In this case, the ML model for Brand A is actually showing much better improvement than for Brand B, even though Brand B has higher accuracy.

Using the accuracy metric for a classification problem is straightforward and easy to explain, but not always the best. Considering the impact of a false positive or a false negative may lead you to use precision or recall as the preferred metric. The F1 score incorporates both precision and recall. Machine Learning Mastery provides a good overview of these metrics at https://machinelearningmastery.com/classification-accuracy-is-not-enough-more-performance-measures-you-can-use/.

A metric that I like for comparing classification models is log loss. It takes into account the underlying probabilities for each class and is frequently used at Kaggle.com. The Kaggle NCAA March Madness competition is one example of this where your score is dependent on the probability result for the team that won the game. If your model had a low probability for the team that ultimately won the game, you will be ‘punished’ with a high log loss value. This hurts your rank as the lowest overall log loss wins the competition.

Robustness

The data preparation phase is the primary place where model robustness needs to be considered. Effective handling of missing values, dealing with potential features that are not actually predictive, and a managing data anomalies are required for a robust solution.

This is especially true when building a general purpose product capability as in my SUV model above.
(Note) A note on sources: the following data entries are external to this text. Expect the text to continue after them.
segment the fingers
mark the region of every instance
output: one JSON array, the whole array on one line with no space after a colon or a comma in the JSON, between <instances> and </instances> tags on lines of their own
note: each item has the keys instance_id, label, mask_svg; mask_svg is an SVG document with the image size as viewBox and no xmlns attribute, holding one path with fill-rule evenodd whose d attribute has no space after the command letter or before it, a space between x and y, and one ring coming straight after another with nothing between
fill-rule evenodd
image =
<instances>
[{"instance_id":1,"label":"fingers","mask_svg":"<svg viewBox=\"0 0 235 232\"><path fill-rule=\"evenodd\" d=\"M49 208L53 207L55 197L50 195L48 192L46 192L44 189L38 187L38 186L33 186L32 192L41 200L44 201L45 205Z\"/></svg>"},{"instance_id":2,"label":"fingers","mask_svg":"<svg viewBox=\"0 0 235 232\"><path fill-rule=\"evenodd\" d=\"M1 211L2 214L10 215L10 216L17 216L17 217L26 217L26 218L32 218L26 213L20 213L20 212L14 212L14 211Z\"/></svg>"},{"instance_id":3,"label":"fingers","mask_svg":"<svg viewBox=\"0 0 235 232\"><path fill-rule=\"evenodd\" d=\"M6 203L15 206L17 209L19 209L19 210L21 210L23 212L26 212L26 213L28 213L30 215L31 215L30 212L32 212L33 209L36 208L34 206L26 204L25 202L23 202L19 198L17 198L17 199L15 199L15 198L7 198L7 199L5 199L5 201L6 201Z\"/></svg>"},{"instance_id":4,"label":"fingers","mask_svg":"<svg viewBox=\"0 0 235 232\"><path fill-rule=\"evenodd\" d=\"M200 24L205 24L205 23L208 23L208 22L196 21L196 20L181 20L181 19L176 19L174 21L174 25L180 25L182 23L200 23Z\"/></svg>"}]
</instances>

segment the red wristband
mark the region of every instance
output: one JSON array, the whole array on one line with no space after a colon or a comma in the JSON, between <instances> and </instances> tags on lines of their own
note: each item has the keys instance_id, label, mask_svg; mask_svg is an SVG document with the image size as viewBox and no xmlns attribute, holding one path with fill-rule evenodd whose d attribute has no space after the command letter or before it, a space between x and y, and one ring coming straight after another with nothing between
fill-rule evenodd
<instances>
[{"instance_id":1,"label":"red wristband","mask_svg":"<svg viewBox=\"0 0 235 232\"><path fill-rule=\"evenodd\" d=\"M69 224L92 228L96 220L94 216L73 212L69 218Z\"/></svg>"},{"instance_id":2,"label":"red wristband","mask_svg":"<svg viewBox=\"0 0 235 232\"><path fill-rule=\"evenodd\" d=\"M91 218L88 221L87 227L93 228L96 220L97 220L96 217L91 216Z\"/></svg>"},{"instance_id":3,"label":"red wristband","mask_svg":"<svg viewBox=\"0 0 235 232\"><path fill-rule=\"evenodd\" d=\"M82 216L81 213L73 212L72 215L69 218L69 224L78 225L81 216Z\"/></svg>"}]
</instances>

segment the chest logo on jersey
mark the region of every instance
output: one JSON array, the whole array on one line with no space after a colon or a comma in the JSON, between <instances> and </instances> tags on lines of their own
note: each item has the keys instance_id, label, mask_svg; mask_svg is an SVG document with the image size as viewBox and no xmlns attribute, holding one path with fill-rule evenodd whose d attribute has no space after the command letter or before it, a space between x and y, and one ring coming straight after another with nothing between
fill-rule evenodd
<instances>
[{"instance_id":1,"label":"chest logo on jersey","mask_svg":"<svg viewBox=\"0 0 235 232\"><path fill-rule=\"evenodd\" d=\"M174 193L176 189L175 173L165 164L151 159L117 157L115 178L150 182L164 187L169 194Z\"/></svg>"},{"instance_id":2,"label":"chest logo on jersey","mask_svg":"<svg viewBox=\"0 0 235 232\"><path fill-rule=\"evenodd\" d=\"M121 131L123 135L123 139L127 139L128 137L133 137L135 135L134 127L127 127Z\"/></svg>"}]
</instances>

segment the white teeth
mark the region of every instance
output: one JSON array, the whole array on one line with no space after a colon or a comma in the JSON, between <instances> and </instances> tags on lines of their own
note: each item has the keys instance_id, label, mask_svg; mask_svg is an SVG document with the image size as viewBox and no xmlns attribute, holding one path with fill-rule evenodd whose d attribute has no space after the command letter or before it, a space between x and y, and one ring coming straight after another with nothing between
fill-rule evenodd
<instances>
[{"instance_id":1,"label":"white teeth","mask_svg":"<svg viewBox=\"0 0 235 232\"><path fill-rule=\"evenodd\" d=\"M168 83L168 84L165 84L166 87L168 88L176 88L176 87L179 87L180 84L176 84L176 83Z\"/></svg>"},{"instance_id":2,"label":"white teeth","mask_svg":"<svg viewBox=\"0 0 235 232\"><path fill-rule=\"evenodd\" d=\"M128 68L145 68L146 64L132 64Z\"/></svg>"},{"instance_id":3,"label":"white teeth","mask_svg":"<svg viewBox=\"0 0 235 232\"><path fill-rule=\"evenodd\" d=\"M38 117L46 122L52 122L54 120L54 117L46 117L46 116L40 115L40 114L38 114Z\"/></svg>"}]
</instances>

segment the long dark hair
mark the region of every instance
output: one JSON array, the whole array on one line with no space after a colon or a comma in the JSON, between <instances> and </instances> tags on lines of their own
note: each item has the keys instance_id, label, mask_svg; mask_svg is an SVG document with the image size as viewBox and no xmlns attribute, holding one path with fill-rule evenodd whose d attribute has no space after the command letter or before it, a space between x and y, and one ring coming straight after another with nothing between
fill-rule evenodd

Even if the data sources were the same, the potential features for the model may not be used the same by each brand and the importance of different features will be different. Building a robust modeling capability in this scenario is much more challenging than building a model for a specific brand and scenario.

Another consideration in the robustness category is ensuring the model is not over-trained. An over-trained appears to have high accuracy but doesn’t do well with new inputs for prediction. It doesn’t generalize well to this new data. Using techniques that minimize the variance error and ensuring accuracy is measured with a true hold out dataset are a couple of mitigations. Read more about the bias variance trade-off at https://en.wikipedia.org/wiki/Bias–variance_tradeoff.

Trustworthiness

Trustworthiness is ultimately the most important attribute of these three. A model must be accurate and robust to be trustworthy, but those attributes are insufficient to earn the full trust of the ML model user. User confidence is gained by understanding the model’s behavior. This is where model explainability comes into play (see Explaining Explainable AI).

Let’s say a young couple walks into a dealership looking for an SUV. The salesman looks up their information and gets a recommendation to sell them the largest SUV as they have an 80% likelihood of going that route. The salesman will trust the model further is he gets the additional insight that the most important factors for the model are that couple has two children… and a dog that is over 70 pounds. This will build trust much faster than a black box model. Much of this earned trust has to do with the overall user experience built into the app that uses the ML capability.

Enabling data informed experts requires ML solutions that are accurate, robust, and trustworthy. Hopefully this post explains why this is the case. Ideas on how to achieve these three attributes will need to be saved for future posts.